Of course, other parts of my kink life was affected in 2018. My leg was injured in a kink space, due to someone’s thoughtless, careless behavior. I was angry at myself for letting the injury happen. For not keeping my guard up. I regretted the things I couldn’t do for people I love. I resented the opportunities I missed. I dearly missed my workouts and walks. I’d already developed some nagging doubts about kink before my injury and the uncertainty I faced after being hurt seemed to magnify those concerns. BDSM, something that’s central to my life joined the mental checklist of things I couldn’t do. The people, places and things that once felt like home now felt hostile. What felt worse than the realization I couldn’t do something in kink was the bitter thoughts that maybe I shouldn’t be doing things in kink.
So, 2018 was a dumpster fire, right? One that I’m eager to put behind me and solely focus on 2019. I’ll be completely honest, 2018 was one of the most difficult years of my life. I wouldn’t want to repeat a lot of the experiences I had last year. But last year was full of profound growth and healing, despite the rough times.
Granted, I wish I had never incurred an injury, especially one that could have been avoided. Surgery is never fun. Physical therapy was demanding. I lost time and connections with people and things I cherish. Depression and feeling like you aren’t doing enough isn’t fun. Despite this, 2018 gave me as many good things as bad.

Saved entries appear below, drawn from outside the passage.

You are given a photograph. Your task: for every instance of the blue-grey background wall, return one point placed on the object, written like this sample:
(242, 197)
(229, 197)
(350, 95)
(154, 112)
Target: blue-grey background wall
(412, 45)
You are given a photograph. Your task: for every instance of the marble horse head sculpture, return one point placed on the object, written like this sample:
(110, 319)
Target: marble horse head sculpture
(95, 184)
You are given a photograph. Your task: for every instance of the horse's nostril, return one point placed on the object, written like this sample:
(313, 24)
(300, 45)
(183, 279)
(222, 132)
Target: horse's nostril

For me, last year was like a forced reboot. There was no choice but to take care of my health and body, because circumstances demanded that. I had to reset my values and boundaries. I experienced moments of grace and love. My bonds with the important people in my life grew deeper. Healing my spirit renewed my sense of purpose. I learned that my emotional health required as much work as my physical strength. The labor of healing and recovering reminded me how strong I am. I even managed to cut the grass, albeit fewer times over the summer.

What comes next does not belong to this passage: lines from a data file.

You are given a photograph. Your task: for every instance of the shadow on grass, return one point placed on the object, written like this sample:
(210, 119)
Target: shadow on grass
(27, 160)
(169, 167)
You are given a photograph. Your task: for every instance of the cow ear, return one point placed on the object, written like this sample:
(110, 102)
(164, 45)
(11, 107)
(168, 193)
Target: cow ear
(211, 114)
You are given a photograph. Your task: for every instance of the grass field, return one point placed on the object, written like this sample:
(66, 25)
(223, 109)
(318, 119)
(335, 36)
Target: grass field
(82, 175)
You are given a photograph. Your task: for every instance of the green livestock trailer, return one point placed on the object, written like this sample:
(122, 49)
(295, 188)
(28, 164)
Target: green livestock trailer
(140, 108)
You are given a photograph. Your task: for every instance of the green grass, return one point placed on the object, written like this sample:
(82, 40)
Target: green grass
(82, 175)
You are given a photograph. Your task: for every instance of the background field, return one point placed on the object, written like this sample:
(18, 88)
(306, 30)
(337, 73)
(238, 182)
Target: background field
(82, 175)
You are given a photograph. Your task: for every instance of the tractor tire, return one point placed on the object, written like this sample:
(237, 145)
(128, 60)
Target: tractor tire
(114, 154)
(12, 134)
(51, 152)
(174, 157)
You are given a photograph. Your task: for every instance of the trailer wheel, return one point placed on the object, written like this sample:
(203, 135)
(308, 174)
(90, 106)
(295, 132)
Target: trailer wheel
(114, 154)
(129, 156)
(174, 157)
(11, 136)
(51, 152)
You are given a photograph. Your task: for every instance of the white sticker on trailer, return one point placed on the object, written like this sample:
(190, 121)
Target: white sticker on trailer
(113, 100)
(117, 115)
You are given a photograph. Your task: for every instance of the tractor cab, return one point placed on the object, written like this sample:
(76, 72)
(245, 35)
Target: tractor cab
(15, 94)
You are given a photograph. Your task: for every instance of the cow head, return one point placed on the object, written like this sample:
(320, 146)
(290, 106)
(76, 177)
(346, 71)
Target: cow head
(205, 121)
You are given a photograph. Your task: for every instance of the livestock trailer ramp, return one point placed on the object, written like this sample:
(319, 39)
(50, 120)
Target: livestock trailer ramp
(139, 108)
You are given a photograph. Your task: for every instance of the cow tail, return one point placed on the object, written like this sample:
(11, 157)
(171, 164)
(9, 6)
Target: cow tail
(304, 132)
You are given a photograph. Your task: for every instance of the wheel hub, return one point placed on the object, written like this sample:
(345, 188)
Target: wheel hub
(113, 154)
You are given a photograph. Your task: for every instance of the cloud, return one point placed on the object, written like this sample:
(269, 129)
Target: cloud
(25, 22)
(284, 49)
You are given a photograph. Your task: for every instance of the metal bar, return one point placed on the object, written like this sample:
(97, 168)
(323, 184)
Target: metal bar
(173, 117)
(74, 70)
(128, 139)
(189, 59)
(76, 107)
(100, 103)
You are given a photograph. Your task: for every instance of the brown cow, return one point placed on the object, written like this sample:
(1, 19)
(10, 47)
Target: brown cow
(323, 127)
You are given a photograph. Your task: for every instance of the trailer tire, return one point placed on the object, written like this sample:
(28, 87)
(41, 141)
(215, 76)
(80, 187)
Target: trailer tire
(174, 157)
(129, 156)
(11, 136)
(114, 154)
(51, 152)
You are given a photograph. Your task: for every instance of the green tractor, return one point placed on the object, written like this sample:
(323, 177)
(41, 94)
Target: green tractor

During my time in kink, I’ve probably asked several hundred people do they have any injuries or illness that could affect play or demos. Now I have a greater empathy and understanding when someone tells me about their issues, because I have a more informed perspective. I’m profoundly grateful for that. I’m content with the fact that I removed the person who injured me from an event and have seen him disappear from the kink scene, which hopefully means he won’t harm anyone else. I truly realize the importance of safe spaces in a way I couldn’t have before. I have a renewed commitment to safer, risk aware kink spaces. I’m much more likely to call out toxic practices in kink spaces when I see it. My experience could have driven me away from kink. Instead, it helped me to be better.
Now, this isn’t fiction and things aren’t perfect. If it were, everything would be fine and last year would be like a bad dream that’s barely remembered. That isn’t the case. At times I continue to struggle, mostly with my own self judgement and self criticism. The person who used to say he’d never been hurt is learning to make peace with someone can now say he’s been hurt and ill. I’ve had the experience of finally acknowledging that it’s OK to admit that I’m not always OK and that I’m not less than because of that fact. Almost a year later, I still limp a bit if its cold and I push too hard. That’s OK too. Healing is process and that demands its own course and time-frame.
In a couple of weeks, I’ll revisit the the space where I was injured. How will I feel? Have I processed and healed in the right ways? My leg is stronger than ever (I’ve checked). But is the heartbreak healed? Have I replaced the trepidation with contentment? Maybe, but I’m not certain. Ask me in a month.
I’m going to revisit themes from this post (Kink, recovery, healing, safety) throughout the year. Sometimes that will mean personal posts like this one, other times it’ll be reflected in the work I do with Ms. Pomegranate. That’s my promise and possibility for 2019. I hope your 2019 is full of what you need, that your own promise and possibility is realized. Be well, family and keep it kinky.